Scott Steinberg of The Electric Playground gave the Dreamcast and PlayStation versions each a score of 7.5/10, saying that they are "without a doubt the most advanced (and strangest) of Capcom's 2D fighting games, but by no means the most addictive." D. Smith of Gamers' Republic praised the Dreamcast version, calling it the best port of the game. He praised the game's diverse and strange cast of characters, comparing the game's weirdness as comparable to the fighting game Groove on Fight. Although he said the game was "not the most technical of fighters", it can still be a valid alternative to Street Fighter III. Toxic Tommy of GamePro said in its March 2000 issue that the PlayStation version "is best taken as an entertaining change of pace.
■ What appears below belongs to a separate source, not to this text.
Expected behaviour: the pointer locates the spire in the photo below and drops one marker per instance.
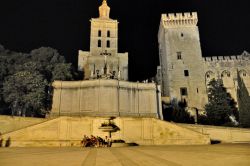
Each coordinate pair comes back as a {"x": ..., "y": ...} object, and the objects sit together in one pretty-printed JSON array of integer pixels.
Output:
[{"x": 104, "y": 10}]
You won't find it as challenging as other Capcom side-view fighting games, but at least you and your homies should bust a few good laughs during JoJo's wacky combat circus." (Note: GamePro gave the PlayStation version two 4/5 scores for graphics and control, and two 3.5/5 scores for sound and fun factor in an early review.) An issue later, Jake The Snake said of the Dreamcast version: "Fighting-game fans will either love or hate this game's weird characters and attacks, so rent before buying." (Note: GamePro gave the Dreamcast version two 3/5 scores for graphics and sound, 4/5 for control, and 3.5/5 for fun factor.) Edge, however, gave the same console version five out of ten, saying: "Almost every aspect of [the game] is a discourse for the devout. For that reason, this is a title for fanatics alone. Perhaps that was Capcom's intention." Kyle Knight of AllGame gave the same console version two stars out of five, calling it "an interesting game to play, if only for its decidedly odd look and feel. But the game doesn't have the fine-tuning that makes a fighting game last as a permanent part of a fighter fan's collection. The game's good for a few laughs, but not worth it in the long run." Joe Ottoson of the same website gave the PlayStation version two-and-a-half stars, saying that "While greatness may not be in the cards of JoJo this time around, at least he puts up a solid battle against the towers and empresses of the world. The only problem is, he's bound to get lost in the shuffle." Jeff Lundrigan of NextGen in his early review called the same PlayStation version "An oddity for Capcom completionists only." In Japan, Famitsu gave the Dreamcast and PlayStation versions each a score of 31 out of 40.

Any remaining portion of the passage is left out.